Cache and Artifacts support for PowerShell
Currently the cache and artifacts implementation relies on tar
and curl
in order to function correctly. As a consequence of this, the functionality is unavailable on PowerShell.
This is a pretty significant issue for us as most of our work is done targeting Windows and using PowerShell for builds.
Recommendations
The tar
requirement can be bypassed by making use of Go's built in compression/gzip
and archive/tar
writers. While you're implementing the writer, it would make sense to implement the reader and extract all of that functionality into its own helper.
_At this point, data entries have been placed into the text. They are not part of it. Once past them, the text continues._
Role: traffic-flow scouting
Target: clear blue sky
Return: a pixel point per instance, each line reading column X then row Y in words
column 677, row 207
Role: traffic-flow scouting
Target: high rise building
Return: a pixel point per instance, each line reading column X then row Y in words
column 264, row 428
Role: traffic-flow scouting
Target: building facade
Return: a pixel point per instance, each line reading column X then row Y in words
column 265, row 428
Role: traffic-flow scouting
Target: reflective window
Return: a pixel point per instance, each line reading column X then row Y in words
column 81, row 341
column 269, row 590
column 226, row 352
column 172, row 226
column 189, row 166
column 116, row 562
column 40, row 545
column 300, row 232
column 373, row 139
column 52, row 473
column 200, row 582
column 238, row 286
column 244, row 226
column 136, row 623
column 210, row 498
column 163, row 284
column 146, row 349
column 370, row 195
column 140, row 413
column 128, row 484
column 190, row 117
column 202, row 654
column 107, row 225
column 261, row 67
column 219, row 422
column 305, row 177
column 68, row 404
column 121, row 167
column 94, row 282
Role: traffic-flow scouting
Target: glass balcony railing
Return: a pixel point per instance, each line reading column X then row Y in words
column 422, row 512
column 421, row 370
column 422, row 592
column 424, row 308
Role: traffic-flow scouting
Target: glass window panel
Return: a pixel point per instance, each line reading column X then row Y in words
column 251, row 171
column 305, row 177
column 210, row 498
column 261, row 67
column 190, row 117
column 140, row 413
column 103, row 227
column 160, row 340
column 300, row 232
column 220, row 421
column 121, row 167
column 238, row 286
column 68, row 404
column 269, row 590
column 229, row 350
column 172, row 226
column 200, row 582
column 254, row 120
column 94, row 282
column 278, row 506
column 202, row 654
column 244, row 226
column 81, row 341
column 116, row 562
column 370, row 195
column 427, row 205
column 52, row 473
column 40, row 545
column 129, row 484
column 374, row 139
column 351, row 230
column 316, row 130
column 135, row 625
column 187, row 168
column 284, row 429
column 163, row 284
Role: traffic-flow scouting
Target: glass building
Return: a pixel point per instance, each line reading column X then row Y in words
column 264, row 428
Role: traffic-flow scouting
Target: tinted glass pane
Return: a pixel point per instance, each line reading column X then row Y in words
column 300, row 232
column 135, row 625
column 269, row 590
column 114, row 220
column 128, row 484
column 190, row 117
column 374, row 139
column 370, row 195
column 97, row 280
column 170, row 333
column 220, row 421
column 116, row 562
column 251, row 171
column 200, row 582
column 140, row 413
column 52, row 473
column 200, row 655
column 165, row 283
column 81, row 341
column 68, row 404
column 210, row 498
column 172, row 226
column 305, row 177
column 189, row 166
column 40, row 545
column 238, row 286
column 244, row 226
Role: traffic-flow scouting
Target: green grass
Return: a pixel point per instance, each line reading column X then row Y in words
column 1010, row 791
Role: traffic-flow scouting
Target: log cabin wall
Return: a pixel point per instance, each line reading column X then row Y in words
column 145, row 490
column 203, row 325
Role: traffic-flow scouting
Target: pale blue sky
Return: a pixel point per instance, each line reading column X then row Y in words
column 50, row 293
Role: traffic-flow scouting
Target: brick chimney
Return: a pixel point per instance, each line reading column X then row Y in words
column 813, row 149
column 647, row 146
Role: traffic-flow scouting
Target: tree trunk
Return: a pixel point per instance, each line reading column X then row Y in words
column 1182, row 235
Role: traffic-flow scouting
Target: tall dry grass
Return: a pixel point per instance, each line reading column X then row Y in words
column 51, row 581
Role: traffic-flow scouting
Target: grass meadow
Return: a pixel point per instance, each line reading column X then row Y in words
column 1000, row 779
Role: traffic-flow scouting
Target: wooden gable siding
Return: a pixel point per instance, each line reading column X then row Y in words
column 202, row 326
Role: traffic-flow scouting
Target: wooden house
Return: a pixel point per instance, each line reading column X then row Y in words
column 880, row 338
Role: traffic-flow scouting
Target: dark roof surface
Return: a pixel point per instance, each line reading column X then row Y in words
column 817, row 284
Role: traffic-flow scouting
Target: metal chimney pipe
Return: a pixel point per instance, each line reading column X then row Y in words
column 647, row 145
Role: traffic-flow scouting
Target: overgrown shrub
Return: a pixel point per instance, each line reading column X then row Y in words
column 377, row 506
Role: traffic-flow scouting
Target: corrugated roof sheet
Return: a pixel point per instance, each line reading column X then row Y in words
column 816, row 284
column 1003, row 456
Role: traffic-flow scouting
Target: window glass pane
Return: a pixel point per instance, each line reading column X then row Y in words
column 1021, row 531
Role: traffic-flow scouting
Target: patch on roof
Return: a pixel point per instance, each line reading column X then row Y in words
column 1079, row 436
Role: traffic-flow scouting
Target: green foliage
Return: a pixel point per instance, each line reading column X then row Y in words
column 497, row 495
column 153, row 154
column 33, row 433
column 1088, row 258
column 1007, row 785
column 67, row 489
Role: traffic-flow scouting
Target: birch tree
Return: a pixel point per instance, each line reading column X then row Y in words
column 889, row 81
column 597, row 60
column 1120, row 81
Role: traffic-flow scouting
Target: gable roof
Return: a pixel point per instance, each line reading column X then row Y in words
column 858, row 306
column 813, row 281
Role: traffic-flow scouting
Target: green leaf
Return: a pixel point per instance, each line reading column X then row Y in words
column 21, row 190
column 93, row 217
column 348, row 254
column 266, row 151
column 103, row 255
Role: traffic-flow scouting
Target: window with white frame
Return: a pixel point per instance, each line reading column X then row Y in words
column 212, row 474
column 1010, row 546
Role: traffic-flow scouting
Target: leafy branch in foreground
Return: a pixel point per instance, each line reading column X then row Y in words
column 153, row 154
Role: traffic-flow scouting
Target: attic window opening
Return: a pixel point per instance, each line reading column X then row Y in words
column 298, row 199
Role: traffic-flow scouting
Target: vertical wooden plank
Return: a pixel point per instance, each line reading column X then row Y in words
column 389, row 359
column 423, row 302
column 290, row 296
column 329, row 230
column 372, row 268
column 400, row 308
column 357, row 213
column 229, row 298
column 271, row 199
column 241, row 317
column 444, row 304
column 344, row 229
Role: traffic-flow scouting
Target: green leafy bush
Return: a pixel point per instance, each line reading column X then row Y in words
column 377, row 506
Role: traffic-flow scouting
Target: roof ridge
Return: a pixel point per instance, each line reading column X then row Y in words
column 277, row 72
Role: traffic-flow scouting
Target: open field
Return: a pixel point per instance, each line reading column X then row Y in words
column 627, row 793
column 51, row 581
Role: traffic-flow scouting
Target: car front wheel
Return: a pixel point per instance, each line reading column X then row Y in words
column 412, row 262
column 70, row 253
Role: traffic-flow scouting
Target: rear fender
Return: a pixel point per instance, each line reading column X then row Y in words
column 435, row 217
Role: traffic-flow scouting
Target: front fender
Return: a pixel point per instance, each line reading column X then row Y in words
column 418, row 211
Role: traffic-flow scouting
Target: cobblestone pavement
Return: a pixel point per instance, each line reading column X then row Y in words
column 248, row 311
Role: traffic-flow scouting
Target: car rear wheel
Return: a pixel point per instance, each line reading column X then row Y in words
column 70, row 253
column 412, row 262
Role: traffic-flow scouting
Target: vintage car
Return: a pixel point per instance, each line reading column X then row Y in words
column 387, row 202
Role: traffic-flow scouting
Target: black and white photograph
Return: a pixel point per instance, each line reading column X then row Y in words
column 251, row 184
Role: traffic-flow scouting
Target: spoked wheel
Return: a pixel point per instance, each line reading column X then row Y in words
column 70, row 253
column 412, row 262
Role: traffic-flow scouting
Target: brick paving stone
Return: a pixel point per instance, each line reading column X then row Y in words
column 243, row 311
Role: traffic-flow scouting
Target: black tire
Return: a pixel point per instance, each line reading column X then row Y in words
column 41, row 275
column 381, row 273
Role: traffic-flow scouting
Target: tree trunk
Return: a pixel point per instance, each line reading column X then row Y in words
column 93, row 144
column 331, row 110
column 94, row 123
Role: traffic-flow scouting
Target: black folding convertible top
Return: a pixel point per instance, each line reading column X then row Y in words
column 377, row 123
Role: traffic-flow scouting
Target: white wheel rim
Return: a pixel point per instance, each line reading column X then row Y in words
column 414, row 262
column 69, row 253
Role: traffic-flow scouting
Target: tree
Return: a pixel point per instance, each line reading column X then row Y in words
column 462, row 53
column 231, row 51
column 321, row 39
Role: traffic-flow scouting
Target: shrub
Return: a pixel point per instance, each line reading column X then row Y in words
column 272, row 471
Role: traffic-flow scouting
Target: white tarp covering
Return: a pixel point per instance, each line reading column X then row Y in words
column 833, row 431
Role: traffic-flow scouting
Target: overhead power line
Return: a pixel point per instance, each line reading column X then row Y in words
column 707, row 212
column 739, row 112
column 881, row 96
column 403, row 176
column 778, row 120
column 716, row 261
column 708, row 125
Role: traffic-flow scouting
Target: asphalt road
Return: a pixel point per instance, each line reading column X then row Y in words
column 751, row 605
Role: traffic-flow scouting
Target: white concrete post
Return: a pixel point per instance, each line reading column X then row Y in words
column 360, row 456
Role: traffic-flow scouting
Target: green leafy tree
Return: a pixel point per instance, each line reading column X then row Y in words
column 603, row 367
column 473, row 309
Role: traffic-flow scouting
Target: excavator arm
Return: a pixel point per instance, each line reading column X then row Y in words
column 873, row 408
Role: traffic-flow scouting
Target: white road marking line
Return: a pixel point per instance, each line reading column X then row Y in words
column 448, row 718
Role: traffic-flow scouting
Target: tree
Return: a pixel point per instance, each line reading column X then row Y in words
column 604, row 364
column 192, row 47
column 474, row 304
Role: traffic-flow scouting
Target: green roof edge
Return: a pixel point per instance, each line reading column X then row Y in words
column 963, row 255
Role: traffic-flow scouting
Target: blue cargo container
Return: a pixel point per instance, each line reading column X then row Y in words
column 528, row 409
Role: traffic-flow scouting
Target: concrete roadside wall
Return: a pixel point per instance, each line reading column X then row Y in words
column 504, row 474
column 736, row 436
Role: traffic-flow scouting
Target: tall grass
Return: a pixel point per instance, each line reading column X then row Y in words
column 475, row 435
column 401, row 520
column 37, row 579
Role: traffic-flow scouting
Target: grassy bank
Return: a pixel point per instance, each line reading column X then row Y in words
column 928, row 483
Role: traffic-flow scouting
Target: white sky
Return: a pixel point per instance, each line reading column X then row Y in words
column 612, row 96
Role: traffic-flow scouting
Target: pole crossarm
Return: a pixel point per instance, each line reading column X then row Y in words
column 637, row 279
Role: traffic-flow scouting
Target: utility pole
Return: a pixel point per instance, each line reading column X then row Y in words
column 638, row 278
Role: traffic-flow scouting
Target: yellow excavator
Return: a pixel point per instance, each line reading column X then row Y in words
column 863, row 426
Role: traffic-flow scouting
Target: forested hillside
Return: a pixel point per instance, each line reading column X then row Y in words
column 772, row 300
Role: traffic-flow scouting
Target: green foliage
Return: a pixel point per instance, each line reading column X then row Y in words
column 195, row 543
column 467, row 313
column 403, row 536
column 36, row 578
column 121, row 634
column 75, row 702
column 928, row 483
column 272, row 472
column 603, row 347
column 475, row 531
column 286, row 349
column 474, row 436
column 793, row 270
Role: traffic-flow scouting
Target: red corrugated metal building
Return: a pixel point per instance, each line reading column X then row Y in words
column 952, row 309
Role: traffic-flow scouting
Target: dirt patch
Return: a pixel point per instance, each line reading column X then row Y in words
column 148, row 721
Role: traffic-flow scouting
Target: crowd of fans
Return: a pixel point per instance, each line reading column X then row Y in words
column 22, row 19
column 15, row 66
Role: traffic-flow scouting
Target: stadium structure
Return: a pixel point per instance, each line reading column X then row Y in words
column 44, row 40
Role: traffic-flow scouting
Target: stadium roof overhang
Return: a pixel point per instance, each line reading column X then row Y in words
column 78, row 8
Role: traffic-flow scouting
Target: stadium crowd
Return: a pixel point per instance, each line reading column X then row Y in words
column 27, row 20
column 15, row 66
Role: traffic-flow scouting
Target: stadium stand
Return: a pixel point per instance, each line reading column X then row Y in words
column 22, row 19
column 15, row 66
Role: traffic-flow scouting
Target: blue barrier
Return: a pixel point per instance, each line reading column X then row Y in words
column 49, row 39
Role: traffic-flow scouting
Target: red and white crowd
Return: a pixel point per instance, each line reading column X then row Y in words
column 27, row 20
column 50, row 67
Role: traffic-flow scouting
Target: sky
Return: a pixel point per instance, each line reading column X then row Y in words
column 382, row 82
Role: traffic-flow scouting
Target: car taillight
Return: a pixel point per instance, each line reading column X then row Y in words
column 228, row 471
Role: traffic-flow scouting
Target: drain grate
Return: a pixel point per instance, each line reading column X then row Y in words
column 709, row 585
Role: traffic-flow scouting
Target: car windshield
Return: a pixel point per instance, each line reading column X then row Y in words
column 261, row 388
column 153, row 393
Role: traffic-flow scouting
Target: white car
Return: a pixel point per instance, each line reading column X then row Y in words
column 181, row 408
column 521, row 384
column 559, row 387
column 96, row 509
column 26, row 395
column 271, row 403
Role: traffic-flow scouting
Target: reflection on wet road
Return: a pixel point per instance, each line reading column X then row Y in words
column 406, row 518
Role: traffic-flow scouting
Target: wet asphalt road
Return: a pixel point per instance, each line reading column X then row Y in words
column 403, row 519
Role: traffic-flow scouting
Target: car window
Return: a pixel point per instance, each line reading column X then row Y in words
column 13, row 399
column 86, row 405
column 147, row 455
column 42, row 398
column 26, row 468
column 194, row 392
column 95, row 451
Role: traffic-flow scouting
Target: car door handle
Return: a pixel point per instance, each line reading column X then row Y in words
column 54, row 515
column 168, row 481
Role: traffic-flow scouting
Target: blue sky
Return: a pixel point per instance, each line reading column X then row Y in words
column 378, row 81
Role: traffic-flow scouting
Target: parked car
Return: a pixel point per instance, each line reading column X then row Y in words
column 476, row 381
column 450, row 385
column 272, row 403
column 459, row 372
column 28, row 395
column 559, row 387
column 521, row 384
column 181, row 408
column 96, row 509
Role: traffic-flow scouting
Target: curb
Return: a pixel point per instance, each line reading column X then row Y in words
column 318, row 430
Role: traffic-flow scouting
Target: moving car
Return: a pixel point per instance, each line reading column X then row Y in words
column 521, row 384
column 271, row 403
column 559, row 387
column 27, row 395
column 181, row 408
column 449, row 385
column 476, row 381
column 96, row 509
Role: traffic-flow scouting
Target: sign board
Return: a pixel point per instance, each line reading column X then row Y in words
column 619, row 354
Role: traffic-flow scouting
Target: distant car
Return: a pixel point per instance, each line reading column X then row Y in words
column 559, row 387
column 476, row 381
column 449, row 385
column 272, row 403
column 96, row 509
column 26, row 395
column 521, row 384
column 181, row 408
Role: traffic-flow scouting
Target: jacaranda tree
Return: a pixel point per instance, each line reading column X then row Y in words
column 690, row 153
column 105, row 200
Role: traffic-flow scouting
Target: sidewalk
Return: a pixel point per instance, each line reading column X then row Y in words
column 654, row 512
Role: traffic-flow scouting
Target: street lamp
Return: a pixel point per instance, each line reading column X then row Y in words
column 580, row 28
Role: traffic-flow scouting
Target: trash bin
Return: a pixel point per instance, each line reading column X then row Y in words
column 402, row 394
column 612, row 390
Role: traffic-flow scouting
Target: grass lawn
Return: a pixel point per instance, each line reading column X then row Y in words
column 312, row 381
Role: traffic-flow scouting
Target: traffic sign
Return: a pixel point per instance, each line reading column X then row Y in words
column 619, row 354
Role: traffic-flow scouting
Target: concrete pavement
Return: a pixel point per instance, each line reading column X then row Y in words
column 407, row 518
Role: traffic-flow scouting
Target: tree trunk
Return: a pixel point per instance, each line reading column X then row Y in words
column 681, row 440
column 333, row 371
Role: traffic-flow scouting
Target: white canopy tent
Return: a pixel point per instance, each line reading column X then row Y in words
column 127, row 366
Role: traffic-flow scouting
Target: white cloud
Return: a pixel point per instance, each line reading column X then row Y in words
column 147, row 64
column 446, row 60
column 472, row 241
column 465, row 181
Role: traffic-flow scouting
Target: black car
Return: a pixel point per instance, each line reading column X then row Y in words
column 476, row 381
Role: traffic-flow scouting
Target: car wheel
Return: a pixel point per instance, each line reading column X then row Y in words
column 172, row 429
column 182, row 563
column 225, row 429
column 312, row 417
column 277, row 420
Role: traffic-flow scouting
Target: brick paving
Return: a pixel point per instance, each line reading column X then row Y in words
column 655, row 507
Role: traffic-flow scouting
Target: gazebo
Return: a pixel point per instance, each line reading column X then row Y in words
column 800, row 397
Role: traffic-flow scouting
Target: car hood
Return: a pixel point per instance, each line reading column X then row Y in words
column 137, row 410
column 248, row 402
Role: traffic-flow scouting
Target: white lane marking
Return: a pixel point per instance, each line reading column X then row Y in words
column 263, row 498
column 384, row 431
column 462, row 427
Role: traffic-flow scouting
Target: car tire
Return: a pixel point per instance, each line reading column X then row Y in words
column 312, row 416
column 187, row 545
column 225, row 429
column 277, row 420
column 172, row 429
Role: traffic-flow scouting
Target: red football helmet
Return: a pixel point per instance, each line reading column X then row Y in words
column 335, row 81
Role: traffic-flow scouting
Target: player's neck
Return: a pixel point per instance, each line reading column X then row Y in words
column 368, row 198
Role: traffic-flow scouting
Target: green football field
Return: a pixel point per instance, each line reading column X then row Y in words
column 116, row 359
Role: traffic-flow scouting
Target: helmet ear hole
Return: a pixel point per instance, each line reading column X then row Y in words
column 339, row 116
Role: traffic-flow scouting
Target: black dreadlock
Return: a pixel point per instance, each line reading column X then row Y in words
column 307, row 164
You'd then need to add an extract command which would function the same way as the current archive command does, and switch to calling the gitlab-runner
executable instead of tar
for all compression/decompression requirements.
In addition to this, since the gitlab-runner
executable is rarely on the Windows path, it would make sense to use something like filepath.Abs(os.Args[0])
to get the executing assembly's full path and execute that instead on Windows.
Once that functionality is in place, you should have everything needed for caching support within PowerShell. Artifacts would require you to implement a means of uploading the file on PowerShell, as it doesn't include something analogous to curl -F file=@artifacts.tgz
out of the box. The easiest solution would probably be to change the API to directly accept the data as the body, rather than using multipart form encoding, and then do the following in PowerShell:
$WebClient = New-Object System.Net.WebClient
$WebClient.Headers.Add("BUILD-TOKEN", "...")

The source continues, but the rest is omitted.